陈无双下意识倒抽一口凉气,这竟然是一封信?
神识仔细探查过纸鹤,发觉上面的气息正在逐渐淡去,察觉不到危险,随即抬手把纸鹤递到立春手里,“打开看看。”
别看孙澄音把一张纸折叠成纸鹤的时候很轻巧,手指粗苯只会拿剑厮杀的立春拆起来却很麻烦,能有这种匪夷所思方式传信的人一定是高人,那么信上所写的内容想来也非常重要,生怕一不小心撕毁了这张纸,愣是二三十息功夫才完全将其舒展开,折痕宛然的纸上字迹工整劲秀,只有五个字:城中如意坊。

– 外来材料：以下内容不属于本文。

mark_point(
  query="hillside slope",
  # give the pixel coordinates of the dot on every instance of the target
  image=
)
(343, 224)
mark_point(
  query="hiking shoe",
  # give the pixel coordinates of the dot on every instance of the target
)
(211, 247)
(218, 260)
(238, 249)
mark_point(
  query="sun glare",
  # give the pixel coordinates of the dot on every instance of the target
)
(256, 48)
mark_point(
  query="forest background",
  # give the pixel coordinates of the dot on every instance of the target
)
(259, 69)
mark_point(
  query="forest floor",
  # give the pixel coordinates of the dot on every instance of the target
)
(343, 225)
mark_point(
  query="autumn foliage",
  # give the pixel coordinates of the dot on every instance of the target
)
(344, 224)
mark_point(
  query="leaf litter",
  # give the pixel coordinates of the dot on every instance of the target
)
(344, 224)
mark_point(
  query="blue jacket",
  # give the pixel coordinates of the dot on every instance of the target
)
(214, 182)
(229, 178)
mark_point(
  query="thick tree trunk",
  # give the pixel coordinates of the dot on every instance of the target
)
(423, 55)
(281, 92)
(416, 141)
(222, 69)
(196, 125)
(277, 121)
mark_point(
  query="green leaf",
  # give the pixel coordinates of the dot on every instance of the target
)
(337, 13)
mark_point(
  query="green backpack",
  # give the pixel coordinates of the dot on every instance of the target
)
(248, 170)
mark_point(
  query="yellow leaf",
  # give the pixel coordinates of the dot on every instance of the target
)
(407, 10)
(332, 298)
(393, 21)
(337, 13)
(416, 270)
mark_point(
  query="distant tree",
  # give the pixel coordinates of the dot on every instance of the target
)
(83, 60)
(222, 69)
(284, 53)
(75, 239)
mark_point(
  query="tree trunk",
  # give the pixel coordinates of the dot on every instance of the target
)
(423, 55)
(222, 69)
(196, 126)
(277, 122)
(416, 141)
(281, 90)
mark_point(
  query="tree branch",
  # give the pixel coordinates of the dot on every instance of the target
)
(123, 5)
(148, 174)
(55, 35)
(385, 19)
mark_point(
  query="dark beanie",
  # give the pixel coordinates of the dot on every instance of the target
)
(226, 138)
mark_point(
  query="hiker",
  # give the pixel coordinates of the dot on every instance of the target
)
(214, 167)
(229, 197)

身为京都城首屈一指的败家纨绔,一听如意坊的名字就知道这是一家赌坊,登时猜到孙澄音确实到了雍州城,这封信是约他去那间赌坊见面,好好一个道士不在山上清修,偏偏不愿万里跑来,混到乌烟瘴气的赌坊里头去,陈无双嗤笑一声,对那位半点好感都欠奉的年轻道士倒产生些许兴趣,想来那家赌坊兴许也不是简单的赌坊,问道:“立春,说说如意坊?”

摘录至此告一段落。